2024-07-12

TOTSCO Integration testing done

Well, we managed to complete tests with one CP yesterday, with us giving them a lot of hand holding.

But separately, today, I had a 90 minute teams call, with TOTSCO, and another CP, and, well, that was it!

We each had a challenge of forcing our systems to create scenarios - faking installations happening when they had not, and so on. And then forcing errors when errors should not happen. That is why it was 90 minutes.

I learned a few things - for example I had one system sending a datetime not a date, in one specific case we had not tested before, which meant they rejected the message (quite correctly), well done. They too found issues as well, all minor, and sorted on the call.

It was nice working with people who had basically got a fully working system, and it was just slight tweaks and edge cases - polishing things a bit - which they were able to sort on the call. All very professional. Thanks guys.

But that was it, a 90 minute call, and TOTSCO confirmed all tests done each way and all passed integration testing.

Next step, production testing, which is ONE MESSAGE... Oooh, I'm scared!

2024-07-09

TOTSCO - making it work

We (A&A) are trying to make One Touch Switching work, honest.

Given the many posts I have done, and that I am clear how I feel it is a stupid imposition by OFCOM, and badly implemented, you may think I am not trying to make it work. But I am.

Testing

I have created a complete proper testing platform, because TOTSCO don't have one. But I have been monitoring, and finding issues that other CPs have. The use of "VOIP" for "NetworkOperator", instead of "A000", fooled me, and I have confirmed the TOTSCO spec is wrong, as is the example in the spec. I asked that question, got an answer (even though they will not update the spec) and have added details and notes on NOTSCO so testers can see the issue and why it is there. I am constantly working, every day, to ensure my test system is right even when that means getting the broken specification clarified.

Helping "buddy CP"

We are working with a CP. We will work with more. We had been told by the boss of the CP that they were ready, and would be happy to test with us. To our (and his) surprise, they are not close. So I have done a lot of hand holding here. We found more errors in the specification as a result. My view is we are 100% ready, and have been for a month. But getting through TOTSCO's insane testing process is painful and broken. And no, TOTSCO are not paying us to hand hold, and test with other CPs?!

Fixing the specification

Every error we have found, we have told TOTSCO, and tried to get them to fix the spec. They think a change freeze is a good move - it is not! We tried. So the issues are documented on NOTSCO test system to help other CPs understand.

Going live

I am not convinced at any of the other testing stages to be honest.

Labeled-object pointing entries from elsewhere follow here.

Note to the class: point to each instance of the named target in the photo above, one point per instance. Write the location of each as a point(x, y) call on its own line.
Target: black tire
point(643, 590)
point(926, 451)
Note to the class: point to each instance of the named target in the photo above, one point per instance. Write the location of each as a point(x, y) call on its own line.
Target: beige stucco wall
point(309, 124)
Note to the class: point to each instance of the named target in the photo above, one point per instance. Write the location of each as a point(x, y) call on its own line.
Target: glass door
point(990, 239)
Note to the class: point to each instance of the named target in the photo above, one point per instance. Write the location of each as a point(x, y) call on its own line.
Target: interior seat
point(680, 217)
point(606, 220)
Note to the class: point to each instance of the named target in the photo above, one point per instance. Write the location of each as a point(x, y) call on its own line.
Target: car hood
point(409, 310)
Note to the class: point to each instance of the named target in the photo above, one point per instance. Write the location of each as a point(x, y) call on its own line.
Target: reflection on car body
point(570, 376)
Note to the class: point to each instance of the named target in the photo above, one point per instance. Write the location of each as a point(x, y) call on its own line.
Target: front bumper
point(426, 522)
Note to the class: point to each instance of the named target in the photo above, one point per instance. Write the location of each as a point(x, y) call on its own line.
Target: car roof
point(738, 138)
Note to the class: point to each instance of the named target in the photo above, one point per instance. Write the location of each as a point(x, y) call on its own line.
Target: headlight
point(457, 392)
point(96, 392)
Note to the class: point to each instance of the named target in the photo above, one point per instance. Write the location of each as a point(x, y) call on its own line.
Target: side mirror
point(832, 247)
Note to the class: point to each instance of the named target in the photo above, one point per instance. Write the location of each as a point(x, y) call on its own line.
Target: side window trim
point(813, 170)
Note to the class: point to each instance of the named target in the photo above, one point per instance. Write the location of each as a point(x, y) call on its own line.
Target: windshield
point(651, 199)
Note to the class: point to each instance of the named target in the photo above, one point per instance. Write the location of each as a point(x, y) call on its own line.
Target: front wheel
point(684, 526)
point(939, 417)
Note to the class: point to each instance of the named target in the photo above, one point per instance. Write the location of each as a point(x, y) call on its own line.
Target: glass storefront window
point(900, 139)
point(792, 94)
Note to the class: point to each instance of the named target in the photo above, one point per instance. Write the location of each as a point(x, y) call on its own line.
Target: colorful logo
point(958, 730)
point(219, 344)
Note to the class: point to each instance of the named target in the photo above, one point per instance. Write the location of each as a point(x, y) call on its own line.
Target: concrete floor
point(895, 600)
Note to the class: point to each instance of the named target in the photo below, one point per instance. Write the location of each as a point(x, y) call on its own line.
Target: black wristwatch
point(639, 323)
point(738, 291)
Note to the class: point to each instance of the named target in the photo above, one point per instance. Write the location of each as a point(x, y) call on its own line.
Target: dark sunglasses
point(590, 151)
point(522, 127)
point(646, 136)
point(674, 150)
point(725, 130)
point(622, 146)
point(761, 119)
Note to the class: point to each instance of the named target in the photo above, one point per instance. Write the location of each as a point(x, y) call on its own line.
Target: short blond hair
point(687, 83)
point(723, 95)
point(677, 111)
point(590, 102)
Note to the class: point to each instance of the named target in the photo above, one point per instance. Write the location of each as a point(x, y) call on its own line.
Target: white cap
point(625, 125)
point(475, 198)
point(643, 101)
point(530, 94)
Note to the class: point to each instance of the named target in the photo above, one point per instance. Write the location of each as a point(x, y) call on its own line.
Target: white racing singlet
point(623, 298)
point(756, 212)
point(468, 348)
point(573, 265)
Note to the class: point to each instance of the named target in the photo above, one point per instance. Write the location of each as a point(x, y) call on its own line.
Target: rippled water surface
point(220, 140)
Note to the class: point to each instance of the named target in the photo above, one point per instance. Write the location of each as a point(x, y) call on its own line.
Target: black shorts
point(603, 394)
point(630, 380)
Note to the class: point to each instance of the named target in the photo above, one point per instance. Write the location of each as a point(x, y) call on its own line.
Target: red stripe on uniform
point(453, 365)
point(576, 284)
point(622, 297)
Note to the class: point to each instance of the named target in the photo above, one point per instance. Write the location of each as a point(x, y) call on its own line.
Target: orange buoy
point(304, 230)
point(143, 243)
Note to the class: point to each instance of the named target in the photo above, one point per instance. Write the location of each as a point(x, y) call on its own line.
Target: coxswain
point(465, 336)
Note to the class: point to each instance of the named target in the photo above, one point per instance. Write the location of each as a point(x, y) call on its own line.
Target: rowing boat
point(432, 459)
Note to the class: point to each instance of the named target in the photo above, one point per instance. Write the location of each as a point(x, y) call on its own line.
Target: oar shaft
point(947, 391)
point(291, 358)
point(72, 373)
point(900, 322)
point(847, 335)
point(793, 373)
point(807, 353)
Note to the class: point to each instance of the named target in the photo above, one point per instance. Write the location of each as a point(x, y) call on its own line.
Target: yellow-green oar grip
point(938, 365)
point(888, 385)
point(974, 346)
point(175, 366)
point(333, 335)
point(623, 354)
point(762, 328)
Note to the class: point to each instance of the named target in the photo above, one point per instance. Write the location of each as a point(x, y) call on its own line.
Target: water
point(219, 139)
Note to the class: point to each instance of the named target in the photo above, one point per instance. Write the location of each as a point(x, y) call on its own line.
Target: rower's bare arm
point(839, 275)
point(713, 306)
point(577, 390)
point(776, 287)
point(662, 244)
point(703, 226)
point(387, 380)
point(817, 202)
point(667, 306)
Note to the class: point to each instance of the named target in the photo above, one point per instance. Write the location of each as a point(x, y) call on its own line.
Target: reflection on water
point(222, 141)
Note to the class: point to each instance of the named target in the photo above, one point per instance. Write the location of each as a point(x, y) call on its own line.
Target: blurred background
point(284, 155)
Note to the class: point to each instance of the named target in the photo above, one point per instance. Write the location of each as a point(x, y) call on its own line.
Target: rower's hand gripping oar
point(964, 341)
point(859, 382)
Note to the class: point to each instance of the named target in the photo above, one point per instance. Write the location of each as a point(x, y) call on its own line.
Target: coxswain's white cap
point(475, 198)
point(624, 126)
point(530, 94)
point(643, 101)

What would I do (ramp up)?

I would have CPs going live, but making clear to customers as part of the order journey that this is not all CPs yet and they can choose not to be part of it. If they say yes, offer choice of CPs that are on-line.

This means real migrations and ports with real CPs, increasing as each CP goes live. The deadline would simply be for when all CPs are live.

Babysitting

A key aspect I have included in our system is babysitting. I personally (as the lead developer) am being notified of each OTS message, so I can review it. A larger CP may need a team to do that.

We also make it optional for customers - we have to - they may not want to cease an existing service at all, so the process has to be optional. But it means any issues also allow a more old school migration or new service instead.

This idea is simple - there will be edge cases - there will be errors - we will have errors - but we can proposed changes and review them and make them live in an agile way. With NOTSCO we can test those edge case errors. Indeed I can add test cases to NOTSCO for others as a result.

We lack contacts to other CPs, this will be fun when live as I will raise with TOTSCO every weird or wrong OTS message we get from another CP and asking them to put us in touch with other CP. What would have been neater would have been to provide all CPs with an email to query OTS issues during deployment. Why is that not a thing?

Ideally we would find all issues during a ramp up, and if that meant changes to TOTSCO specifications, they would be done and notified quickly.

We can make it work!

We can, I am sure, but it is being so badly managed right now (in my honest opinion) it will be a lot more work than it should be.

TOTSCO change freeze

You are approaching a deadline, one that is legally important.

Hundreds of developers are working to meet that deadline. They need to interoperate on the impending deadline.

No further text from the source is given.